「ちょっとそこで飲み物買ってくるから待ってて」
尚はそう言うと、桜をベンチに座らせる。
桜は、ベンチに座るとパリの空を眺めた。
雲が風に押されてゆっくりと動いている。
そんな雲を、桜は目を細めて眺めている。
少しして、尚が走って桜の元に戻ってきた。
「はい」
そう言うと、ペットボトルを一本桜に渡した。
「ありがとう」
「いえいえ。
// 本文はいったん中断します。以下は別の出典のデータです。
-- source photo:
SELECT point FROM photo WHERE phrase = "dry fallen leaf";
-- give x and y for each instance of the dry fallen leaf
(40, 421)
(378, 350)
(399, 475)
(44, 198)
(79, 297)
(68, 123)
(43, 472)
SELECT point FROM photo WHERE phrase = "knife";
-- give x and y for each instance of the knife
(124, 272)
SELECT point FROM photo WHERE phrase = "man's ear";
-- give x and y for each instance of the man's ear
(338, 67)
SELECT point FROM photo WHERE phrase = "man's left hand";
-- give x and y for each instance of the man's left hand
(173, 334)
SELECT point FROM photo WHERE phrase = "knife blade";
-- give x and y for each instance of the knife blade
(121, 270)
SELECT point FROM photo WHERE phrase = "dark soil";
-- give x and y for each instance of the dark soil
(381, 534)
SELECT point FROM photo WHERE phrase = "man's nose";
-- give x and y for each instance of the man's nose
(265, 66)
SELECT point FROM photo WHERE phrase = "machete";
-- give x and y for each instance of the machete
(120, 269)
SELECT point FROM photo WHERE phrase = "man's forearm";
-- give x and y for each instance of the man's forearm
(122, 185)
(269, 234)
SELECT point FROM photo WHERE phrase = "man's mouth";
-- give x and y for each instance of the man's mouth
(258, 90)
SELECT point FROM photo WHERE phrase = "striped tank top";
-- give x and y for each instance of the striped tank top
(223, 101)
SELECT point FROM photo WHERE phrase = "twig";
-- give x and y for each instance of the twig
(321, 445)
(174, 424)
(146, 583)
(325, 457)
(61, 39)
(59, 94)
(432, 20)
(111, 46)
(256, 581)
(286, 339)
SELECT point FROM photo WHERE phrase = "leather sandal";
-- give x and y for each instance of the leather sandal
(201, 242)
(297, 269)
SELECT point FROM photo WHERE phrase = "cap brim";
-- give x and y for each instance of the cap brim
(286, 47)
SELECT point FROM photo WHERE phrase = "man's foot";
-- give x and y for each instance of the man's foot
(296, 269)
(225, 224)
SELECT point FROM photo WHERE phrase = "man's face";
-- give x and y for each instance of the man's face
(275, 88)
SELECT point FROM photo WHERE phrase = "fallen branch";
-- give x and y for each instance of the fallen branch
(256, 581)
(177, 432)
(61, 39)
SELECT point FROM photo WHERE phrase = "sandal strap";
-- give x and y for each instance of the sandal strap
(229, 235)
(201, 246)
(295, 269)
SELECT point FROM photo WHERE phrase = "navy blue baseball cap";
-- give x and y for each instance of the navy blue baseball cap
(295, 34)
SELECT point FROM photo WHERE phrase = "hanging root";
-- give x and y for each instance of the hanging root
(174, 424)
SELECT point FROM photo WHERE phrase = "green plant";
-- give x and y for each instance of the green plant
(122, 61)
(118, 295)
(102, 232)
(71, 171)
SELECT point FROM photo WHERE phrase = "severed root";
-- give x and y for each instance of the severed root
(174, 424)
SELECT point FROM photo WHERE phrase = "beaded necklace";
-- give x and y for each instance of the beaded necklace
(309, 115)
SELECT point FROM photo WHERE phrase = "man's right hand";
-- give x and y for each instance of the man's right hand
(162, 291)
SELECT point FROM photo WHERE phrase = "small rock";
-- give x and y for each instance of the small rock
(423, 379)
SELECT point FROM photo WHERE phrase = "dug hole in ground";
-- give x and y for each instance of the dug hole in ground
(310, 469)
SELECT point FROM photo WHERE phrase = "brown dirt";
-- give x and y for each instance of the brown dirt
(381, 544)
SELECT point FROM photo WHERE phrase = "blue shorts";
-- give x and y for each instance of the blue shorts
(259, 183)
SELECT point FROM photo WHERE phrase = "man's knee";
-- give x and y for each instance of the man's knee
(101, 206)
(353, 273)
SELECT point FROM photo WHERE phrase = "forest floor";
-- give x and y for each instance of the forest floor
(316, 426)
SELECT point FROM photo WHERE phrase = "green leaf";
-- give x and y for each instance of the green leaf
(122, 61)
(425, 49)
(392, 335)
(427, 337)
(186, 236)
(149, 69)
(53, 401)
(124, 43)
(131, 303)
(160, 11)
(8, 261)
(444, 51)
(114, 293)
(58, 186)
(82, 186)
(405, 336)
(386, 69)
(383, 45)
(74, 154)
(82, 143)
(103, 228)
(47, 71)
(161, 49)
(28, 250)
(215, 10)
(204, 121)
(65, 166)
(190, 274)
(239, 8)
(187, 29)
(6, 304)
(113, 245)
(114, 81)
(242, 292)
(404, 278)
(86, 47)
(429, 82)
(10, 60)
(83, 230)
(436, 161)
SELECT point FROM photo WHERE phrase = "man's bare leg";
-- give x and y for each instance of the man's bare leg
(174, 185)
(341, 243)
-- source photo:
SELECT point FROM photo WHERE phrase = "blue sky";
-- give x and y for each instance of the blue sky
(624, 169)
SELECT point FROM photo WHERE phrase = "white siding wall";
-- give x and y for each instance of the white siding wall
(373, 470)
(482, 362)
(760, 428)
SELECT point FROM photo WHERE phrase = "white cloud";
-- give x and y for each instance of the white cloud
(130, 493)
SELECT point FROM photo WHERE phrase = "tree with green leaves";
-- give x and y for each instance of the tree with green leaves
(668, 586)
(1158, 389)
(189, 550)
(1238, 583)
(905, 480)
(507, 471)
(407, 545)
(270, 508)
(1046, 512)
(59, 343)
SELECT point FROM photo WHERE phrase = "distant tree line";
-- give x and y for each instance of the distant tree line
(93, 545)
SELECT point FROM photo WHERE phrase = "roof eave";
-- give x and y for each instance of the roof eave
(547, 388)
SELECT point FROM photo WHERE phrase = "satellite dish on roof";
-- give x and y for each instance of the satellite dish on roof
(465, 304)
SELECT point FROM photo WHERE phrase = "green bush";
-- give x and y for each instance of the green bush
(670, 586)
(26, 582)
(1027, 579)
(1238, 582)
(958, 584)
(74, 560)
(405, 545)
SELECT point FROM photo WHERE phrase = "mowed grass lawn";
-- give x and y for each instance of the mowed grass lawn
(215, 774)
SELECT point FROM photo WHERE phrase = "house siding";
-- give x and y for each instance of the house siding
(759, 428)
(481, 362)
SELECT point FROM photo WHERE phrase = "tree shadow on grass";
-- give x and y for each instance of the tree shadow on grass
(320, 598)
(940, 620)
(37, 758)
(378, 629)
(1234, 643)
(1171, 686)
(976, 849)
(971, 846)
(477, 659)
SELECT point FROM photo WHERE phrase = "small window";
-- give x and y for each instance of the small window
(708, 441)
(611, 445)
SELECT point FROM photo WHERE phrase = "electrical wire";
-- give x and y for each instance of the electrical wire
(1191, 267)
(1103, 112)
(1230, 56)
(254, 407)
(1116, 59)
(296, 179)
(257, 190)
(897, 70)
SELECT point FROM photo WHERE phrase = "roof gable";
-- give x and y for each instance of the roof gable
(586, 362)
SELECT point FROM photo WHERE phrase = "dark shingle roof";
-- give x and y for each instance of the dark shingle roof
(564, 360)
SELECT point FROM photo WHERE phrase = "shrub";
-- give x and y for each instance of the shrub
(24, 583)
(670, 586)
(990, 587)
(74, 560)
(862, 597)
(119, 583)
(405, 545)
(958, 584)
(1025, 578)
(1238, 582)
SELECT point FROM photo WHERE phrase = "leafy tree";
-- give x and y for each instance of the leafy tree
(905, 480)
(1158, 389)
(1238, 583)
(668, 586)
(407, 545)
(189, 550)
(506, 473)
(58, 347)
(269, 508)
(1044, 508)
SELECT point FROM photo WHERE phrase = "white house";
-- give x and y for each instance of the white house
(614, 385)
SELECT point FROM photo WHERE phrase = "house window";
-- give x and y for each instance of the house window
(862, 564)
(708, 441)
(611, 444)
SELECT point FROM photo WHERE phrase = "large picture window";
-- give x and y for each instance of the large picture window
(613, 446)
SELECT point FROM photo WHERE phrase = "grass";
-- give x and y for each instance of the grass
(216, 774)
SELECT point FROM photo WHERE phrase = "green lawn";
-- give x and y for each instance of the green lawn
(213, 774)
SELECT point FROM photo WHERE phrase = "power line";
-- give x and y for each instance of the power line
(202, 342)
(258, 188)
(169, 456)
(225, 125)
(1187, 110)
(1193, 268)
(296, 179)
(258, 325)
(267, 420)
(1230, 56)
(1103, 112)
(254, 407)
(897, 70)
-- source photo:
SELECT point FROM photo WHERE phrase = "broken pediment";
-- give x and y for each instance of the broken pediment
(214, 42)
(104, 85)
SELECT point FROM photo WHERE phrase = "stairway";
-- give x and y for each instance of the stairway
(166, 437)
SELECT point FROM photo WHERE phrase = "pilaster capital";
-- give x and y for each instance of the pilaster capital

日本では、元気に過ごしてた?」
「何事もなく過ごしてたよ、尚は?」
「僕も同じく」
「そっか、それならよかった」
「桜は、今はピアノ教えてるんだっけ?」
「そう、小さい子供からお年寄りまでいろんな人に教えてる」
「楽しそうだね」
「うん」
「桜、いつ日本に帰るの?」
「明日には帰るよ」
「そっか、…………また暫く会えなくなっちゃうね。あ、でも、僕来月1ヶ月帰国する予定なんだ」
「そうなの?」
「うん。そういえば、この辺に美味しいクロワッサン売ってるお店かあるみたいだから、行ってみよう」
尚はそう言うと1人立ち上がり、桜に向かって手を差し伸べた。
ピアニストらしい大きいけど、奇麗な手。
「もう、子供じゃないんだから」
そう笑って言いながらも、桜はその手を握った。
すると、尚もぎゅっと握り返した。